Are you planning to release this as open source? If not, do you have a rough idea for how you plan to commercial license this tech?
by ConanRus on 4/28/25, 4:13 PM
> the program is compiled to a CPython Bytecode and then compiled again to PyXL assembly. It is then linked together and a binary is generated.
why are we not doing this for a standard python? i think LLVM is just for that, no?
by jay-barronville on 4/28/25, 4:18 PM
This type of project is why I love HN. This work is brilliant!
Almost every question I had, you already answered in the comments. The only one remaining at the moment: How long exactly have you been working on PyXL?
by startupsfail on 4/28/25, 4:57 PM
Nice, next step could be rolling out that bytecode compiler in Python, so it’s self-contained. And a port to some LLM-on-silicon, so we could have it executing Python as the inference goes :-P
by freeone3000 on 4/28/25, 12:38 PM
This is amazing! Is the “microcode” compiled to final native on the host or the coprocessor?

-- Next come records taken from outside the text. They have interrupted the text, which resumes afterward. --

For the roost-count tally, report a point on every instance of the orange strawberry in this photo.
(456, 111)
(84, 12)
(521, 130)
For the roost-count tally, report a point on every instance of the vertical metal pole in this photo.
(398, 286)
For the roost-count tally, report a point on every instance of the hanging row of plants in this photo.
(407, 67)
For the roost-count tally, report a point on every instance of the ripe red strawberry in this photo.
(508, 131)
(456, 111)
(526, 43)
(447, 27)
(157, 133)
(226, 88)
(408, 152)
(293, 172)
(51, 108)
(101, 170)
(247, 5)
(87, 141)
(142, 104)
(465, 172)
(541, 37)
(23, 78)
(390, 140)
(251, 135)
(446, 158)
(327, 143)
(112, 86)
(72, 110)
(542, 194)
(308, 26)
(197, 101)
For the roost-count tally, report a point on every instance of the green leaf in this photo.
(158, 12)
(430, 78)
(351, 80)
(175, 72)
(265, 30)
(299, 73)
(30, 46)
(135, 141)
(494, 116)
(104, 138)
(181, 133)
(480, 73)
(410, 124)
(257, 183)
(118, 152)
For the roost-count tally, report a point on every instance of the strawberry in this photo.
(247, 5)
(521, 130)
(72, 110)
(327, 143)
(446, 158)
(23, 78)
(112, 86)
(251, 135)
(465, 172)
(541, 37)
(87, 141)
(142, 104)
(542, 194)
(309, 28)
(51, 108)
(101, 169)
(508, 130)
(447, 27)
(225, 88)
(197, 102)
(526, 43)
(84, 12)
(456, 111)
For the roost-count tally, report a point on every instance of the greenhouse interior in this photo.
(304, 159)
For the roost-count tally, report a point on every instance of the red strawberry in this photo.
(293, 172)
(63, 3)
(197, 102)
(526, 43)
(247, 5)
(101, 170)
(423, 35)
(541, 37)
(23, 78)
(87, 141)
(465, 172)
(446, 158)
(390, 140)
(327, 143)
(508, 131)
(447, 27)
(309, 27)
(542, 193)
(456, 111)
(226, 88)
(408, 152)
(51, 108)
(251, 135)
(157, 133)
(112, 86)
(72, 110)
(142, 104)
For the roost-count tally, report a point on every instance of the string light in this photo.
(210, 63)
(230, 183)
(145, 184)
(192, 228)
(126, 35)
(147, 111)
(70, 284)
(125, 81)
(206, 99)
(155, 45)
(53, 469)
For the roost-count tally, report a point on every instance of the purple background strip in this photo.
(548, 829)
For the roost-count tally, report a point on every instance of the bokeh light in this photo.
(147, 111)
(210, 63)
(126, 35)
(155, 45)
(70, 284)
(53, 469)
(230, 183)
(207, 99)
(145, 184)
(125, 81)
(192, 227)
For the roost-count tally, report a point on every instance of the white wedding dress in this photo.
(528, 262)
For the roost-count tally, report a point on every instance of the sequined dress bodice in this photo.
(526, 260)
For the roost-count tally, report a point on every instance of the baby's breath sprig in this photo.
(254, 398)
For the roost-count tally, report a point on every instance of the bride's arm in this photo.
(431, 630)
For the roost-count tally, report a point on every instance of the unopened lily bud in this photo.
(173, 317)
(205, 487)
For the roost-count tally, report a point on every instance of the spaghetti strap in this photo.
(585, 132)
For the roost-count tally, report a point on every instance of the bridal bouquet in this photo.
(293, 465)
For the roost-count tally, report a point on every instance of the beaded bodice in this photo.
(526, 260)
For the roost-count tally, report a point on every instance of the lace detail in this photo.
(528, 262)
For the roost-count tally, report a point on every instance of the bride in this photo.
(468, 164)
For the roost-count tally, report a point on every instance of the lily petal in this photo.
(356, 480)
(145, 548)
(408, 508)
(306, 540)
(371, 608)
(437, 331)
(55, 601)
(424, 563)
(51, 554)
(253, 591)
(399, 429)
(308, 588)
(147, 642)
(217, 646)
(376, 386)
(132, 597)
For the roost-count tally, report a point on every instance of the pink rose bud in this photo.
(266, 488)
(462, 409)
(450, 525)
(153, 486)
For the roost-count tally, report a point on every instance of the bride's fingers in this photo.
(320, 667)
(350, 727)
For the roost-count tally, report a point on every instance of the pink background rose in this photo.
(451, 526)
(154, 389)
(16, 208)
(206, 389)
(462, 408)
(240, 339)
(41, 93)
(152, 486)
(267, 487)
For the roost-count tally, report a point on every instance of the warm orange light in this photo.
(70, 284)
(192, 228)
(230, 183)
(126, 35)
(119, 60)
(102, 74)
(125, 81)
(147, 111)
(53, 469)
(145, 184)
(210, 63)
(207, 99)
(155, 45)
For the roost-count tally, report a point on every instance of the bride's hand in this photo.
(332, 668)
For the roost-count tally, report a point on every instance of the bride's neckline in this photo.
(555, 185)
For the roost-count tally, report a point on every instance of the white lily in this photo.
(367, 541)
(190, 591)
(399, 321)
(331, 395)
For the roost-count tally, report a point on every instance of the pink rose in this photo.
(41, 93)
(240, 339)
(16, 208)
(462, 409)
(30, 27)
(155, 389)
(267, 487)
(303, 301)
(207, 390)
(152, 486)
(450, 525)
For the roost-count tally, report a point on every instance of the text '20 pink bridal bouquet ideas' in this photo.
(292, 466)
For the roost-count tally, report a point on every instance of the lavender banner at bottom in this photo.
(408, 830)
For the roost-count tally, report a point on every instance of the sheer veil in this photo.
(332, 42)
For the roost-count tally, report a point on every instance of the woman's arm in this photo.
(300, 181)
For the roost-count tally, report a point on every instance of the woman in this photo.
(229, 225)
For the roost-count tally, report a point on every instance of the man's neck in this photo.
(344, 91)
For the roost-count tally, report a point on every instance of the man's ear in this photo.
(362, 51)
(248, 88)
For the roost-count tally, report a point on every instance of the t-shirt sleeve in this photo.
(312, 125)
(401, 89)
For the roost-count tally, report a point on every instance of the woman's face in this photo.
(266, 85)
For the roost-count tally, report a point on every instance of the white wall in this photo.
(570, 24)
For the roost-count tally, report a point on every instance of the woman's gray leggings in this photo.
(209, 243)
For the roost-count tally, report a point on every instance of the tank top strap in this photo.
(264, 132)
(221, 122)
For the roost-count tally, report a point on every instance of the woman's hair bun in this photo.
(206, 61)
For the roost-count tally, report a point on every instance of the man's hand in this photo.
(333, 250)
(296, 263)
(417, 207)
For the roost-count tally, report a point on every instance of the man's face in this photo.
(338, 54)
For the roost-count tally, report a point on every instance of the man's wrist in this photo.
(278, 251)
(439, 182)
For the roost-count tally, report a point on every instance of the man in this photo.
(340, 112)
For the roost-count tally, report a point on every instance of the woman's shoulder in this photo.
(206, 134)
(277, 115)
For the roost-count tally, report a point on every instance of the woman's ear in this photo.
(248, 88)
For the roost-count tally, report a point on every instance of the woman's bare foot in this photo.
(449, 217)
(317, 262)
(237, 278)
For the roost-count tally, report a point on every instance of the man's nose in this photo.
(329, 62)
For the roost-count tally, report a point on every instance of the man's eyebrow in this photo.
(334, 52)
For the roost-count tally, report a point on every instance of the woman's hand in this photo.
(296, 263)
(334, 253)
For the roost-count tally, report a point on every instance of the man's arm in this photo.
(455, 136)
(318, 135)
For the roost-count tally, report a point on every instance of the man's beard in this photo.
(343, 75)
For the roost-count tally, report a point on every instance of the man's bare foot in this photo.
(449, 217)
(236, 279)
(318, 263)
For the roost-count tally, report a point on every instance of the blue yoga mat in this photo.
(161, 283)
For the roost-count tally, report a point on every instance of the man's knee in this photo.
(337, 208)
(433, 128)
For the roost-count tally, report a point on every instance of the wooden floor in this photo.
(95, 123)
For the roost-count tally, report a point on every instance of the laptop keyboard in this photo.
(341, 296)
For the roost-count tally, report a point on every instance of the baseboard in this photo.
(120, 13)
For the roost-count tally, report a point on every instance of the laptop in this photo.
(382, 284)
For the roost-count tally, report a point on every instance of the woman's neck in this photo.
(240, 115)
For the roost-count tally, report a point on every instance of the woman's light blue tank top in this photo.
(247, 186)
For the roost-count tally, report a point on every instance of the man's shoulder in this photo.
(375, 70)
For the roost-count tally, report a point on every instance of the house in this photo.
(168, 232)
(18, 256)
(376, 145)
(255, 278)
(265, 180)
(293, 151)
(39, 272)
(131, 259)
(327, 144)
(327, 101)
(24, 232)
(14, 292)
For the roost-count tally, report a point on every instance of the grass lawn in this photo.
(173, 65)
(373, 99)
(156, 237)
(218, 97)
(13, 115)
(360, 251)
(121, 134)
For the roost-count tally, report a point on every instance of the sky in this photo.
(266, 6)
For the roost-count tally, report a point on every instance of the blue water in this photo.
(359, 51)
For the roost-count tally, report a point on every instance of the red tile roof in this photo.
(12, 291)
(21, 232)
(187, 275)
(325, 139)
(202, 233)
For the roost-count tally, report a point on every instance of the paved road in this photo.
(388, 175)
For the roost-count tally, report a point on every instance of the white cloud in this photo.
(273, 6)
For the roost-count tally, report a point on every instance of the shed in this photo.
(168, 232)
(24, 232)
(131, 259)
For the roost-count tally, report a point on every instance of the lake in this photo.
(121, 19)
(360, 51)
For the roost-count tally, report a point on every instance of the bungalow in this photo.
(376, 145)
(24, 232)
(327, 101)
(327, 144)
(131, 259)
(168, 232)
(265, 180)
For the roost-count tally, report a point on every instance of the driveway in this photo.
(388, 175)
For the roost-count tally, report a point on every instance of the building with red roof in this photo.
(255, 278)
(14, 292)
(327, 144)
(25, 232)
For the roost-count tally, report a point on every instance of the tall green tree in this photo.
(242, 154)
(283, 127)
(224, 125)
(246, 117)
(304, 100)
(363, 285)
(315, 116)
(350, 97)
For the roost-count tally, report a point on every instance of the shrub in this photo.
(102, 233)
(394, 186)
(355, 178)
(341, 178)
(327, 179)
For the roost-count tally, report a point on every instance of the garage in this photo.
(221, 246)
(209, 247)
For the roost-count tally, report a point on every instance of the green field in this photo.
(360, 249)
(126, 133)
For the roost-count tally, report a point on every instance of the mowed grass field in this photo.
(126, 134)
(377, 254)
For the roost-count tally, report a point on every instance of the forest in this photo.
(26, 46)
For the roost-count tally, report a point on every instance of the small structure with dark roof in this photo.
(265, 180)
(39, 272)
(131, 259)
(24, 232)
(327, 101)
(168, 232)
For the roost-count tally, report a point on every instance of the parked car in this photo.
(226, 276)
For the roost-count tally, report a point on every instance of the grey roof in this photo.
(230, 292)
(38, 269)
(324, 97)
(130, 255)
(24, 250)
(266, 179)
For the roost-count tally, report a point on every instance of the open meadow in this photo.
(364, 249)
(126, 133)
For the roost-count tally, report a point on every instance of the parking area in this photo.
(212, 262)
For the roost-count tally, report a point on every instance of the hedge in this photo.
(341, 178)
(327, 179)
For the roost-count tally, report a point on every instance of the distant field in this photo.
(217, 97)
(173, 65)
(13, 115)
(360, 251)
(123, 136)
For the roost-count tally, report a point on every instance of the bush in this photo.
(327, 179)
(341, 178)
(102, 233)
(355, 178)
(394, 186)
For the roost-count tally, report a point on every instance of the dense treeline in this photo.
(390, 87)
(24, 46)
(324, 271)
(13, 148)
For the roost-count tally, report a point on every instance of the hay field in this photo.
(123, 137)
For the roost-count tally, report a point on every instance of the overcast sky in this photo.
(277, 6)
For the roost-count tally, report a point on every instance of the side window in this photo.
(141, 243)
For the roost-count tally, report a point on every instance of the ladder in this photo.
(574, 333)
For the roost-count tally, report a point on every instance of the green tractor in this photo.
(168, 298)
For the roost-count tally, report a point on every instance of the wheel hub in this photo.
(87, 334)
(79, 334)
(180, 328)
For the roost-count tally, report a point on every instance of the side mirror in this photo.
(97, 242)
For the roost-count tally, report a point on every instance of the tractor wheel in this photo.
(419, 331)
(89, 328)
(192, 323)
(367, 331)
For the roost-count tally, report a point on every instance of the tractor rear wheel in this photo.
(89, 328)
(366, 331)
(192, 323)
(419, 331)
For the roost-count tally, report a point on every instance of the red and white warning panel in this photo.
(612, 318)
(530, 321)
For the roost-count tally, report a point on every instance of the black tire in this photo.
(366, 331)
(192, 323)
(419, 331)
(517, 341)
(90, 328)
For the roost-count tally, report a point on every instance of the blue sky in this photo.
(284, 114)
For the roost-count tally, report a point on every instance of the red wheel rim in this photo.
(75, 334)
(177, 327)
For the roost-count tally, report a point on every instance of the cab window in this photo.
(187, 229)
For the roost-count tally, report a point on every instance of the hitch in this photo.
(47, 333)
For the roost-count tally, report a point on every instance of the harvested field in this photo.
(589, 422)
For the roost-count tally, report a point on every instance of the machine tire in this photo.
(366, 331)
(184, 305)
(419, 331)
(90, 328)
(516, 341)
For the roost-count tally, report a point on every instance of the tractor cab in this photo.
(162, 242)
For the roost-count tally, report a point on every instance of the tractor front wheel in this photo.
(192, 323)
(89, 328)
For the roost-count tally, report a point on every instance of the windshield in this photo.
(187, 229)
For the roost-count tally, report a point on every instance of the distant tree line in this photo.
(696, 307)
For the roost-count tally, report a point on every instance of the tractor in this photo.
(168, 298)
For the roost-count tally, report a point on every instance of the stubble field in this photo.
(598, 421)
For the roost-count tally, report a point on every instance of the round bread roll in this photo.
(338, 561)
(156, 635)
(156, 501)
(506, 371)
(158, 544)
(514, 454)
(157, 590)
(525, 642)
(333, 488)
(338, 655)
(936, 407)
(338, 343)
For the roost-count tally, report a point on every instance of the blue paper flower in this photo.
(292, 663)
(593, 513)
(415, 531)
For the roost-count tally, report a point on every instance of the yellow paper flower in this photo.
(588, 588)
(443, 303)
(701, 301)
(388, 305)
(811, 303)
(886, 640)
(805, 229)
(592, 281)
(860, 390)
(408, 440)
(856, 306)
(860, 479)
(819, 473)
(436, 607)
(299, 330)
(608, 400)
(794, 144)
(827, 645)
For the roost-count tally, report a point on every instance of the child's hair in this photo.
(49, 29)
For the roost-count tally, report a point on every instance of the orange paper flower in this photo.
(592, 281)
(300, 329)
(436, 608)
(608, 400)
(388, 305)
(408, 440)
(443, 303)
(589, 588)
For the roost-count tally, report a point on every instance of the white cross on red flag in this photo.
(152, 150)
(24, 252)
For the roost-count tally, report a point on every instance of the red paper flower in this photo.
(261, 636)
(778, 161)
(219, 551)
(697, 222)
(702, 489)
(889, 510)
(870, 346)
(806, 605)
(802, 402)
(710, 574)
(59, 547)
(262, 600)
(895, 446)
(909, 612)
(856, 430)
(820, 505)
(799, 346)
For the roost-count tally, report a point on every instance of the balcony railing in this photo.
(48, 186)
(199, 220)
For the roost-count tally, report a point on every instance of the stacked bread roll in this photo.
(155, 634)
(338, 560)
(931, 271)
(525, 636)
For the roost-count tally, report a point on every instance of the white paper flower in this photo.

I’m guessing due to the lack of JIT, it’s executed on the host?
by two_handfuls on 4/28/25, 3:40 PM
This is a one-person project? I'm impressed!
by zoobab on 4/28/25, 6:43 PM
To reflash ch32v003 chips, I need to create bits of 250ns, so with 480ns it's not enough. Is there a way to make it faster?
by gadys on 4/28/25, 12:18 PM
Look impressive How does this compare to pypy?
by warble on 4/28/25, 5:11 PM
Wow, these FPGAs are not cheap. Don't they also have a couple of ARM cores attached on the SOC?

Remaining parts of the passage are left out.